Malgré la levée toute récente de l’interdiction, le film n’a encore jamais pu être diffusé dans le royaume. Très expérimental dans sa conception, il demeure une archive exemplaire pour témoigner de cette époque pas si lointaine de restrictions et de prohibitions.

Il atteste également du goût très anciens pour les Saoudiens de l’art et de l’esthétisme, ce qu’Abdullah revendique particulièrement dans Cinema 500km et dans tous ses films qui ont suivi, comme Aayesh sorti en 2010, pour lequel il a reçu le prix du Meilleur court métrage lors Gulf Film Festival et le prix du Silver Aph au Festival du Film de Beyrouth. C’est grâce à un style très expérimental et inspiré de la poésie pré-islamique qu’Abdullah El Ayef s’est fait une place dans la sphère cinématographique internationale.

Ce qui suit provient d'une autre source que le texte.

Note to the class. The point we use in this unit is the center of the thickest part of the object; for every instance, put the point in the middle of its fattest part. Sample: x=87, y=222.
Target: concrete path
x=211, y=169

Lors des nombreux événements mondiaux où il se rend en tant que jury ou primé, comme le Festival de Cannes, il n’hésite pas à revendiquer sa nationalité et le potentiel créatif des jeunes de son pays : “En tant que réalisateur saoudien, j’ai la ferme conviction que mon peuple réussira à apporter ce qui fait son identité aux techniques existantes de narration, combinant la beauté des vieux contes arabes à la modernité de nos talents”.